Implementation of STAM (Space Time Attention Model), a pure and simple attention model that reaches SOTA for video classification

Last update: Dec 28, 2022

Overview

STAM - Pytorch

Implementation of STAM (Space Time Attention Model), yet another pure and simple SOTA attention model that bests all previous models in video classification. This corroborates the finding of TimeSformer.
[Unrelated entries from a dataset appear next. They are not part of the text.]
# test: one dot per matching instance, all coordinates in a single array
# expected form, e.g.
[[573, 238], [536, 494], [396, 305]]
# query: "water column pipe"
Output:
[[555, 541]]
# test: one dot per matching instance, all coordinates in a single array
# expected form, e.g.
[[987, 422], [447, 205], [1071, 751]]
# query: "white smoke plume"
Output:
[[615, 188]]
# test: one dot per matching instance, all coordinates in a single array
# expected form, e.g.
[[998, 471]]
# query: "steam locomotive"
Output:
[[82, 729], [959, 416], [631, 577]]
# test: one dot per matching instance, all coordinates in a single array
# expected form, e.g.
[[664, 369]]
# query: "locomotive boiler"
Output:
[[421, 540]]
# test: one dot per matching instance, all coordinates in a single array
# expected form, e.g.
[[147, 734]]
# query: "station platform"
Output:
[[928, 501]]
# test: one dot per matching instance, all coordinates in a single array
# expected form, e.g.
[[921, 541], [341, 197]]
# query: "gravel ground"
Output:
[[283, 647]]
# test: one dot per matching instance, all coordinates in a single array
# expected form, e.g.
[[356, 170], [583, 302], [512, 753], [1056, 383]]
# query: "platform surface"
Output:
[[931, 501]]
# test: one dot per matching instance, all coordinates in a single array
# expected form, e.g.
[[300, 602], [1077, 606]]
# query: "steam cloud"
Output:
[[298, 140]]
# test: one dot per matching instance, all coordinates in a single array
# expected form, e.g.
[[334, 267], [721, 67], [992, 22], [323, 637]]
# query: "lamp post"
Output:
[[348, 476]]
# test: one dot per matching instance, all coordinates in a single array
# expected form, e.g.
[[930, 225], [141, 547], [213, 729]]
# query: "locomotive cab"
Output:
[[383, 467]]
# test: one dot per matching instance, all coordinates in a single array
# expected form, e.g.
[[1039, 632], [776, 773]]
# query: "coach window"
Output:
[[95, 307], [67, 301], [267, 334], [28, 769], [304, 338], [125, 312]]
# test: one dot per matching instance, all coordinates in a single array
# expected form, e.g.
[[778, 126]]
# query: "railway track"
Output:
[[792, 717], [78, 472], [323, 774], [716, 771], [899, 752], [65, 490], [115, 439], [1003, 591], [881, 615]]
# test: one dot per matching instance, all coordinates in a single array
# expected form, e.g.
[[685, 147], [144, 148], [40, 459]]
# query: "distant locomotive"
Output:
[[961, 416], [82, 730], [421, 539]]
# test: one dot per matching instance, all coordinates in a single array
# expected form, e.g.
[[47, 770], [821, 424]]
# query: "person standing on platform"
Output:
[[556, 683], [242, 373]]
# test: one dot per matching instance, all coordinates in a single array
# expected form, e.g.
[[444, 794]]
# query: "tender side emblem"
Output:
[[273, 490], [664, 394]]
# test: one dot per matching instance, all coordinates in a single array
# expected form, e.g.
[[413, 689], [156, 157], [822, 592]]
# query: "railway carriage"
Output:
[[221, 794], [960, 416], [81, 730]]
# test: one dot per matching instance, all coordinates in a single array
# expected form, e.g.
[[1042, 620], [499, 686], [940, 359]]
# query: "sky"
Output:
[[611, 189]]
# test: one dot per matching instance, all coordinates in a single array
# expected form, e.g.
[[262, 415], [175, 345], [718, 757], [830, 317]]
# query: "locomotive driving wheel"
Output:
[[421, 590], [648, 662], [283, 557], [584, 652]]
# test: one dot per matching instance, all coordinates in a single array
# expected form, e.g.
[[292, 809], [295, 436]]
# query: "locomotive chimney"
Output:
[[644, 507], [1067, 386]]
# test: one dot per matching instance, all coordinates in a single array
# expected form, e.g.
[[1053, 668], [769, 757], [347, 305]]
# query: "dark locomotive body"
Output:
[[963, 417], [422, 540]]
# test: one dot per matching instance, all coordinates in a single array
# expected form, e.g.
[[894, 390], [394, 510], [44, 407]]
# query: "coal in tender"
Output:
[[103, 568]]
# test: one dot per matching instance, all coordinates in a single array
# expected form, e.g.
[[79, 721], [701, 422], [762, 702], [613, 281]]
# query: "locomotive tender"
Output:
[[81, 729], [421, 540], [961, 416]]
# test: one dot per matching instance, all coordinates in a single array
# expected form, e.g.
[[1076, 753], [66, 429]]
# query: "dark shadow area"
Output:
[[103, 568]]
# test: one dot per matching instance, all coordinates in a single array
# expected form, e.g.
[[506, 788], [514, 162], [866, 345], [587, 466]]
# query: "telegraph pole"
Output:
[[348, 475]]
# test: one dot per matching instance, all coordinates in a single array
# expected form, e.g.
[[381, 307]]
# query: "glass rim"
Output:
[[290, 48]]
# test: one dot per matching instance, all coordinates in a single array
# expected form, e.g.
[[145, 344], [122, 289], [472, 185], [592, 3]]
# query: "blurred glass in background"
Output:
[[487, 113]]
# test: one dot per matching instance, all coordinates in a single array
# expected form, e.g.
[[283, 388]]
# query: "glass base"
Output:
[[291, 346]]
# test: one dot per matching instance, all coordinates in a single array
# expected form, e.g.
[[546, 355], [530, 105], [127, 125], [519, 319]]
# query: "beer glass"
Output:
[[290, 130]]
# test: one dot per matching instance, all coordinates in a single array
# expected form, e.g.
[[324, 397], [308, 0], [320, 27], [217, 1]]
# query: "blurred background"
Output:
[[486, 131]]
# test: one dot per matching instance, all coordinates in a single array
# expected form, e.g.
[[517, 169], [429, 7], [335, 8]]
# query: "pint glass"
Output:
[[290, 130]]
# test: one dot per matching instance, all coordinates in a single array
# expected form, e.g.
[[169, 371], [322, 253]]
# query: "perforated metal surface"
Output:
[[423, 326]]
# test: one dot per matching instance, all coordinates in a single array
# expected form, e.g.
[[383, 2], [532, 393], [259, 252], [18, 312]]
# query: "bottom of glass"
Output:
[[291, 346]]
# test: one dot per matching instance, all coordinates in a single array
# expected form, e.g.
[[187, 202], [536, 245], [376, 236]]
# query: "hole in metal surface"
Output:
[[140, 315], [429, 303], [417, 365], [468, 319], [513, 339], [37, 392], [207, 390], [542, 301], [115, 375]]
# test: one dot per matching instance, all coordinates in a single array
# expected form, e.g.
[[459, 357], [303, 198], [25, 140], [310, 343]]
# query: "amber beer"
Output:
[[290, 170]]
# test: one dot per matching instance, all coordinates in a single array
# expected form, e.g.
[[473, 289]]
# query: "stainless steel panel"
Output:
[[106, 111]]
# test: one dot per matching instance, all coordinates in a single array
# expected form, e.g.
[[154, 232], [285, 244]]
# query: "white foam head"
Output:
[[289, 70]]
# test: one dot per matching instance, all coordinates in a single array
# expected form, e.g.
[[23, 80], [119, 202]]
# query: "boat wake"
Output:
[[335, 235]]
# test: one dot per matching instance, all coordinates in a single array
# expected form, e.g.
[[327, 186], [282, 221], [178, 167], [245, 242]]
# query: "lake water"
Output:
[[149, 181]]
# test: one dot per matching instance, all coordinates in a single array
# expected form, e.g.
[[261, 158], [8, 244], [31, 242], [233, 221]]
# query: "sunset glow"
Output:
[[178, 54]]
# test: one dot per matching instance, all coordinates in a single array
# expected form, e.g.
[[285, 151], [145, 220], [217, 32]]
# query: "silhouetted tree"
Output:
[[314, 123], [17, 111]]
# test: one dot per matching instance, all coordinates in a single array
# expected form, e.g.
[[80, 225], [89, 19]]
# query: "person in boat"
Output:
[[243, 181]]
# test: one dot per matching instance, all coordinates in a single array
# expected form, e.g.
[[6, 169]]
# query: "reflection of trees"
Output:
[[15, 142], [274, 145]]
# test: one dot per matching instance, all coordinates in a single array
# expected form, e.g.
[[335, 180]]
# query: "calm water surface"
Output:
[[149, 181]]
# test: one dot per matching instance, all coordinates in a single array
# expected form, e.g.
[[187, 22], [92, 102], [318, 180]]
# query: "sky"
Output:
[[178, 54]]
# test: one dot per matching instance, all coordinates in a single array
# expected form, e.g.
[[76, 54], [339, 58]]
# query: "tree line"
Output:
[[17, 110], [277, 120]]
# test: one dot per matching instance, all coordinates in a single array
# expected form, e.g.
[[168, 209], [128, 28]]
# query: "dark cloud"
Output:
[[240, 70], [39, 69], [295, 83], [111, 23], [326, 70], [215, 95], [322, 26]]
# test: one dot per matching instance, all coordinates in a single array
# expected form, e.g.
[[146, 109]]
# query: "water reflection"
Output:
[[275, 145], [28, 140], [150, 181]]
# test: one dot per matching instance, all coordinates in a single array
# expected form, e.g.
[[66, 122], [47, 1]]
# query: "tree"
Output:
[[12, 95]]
Attention is all we need.

Install

$ pip install stam-pytorch

Usage

import torch
from stam_pytorch import STAM

model = STAM(
    dim = 512,
    image_size = 256,     # size of image
    patch_size = 32,      # patch size
    num_frames = 5,       # number of image frames, selected out of video
    space_depth = 12,     # depth of vision transformer
    space_heads = 8,      # heads of vision transformer
    space_mlp_dim = 2048, # feedforward hidden dimension of vision transformer
    time_depth = 6,       # depth of time transformer (in paper, it was shallower, 6)
    time_heads = 8,       # heads of time transformer
    time_mlp_dim = 2048,  # feedforward hidden dimension of time transformer
    num_classes = 100,    # number of output classes
    space_dim_head = 64,  # space transformer head dimension
    time_dim_head = 64,   # time transformer head dimension
    dropout = 0.,         # dropout
    emb_dropout = 0.      # embedding dropout
)

frames = torch.randn(2, 5, 3, 256, 256) # (batch x frames x channels x height x width)
pred = model(frames) # (2, 100)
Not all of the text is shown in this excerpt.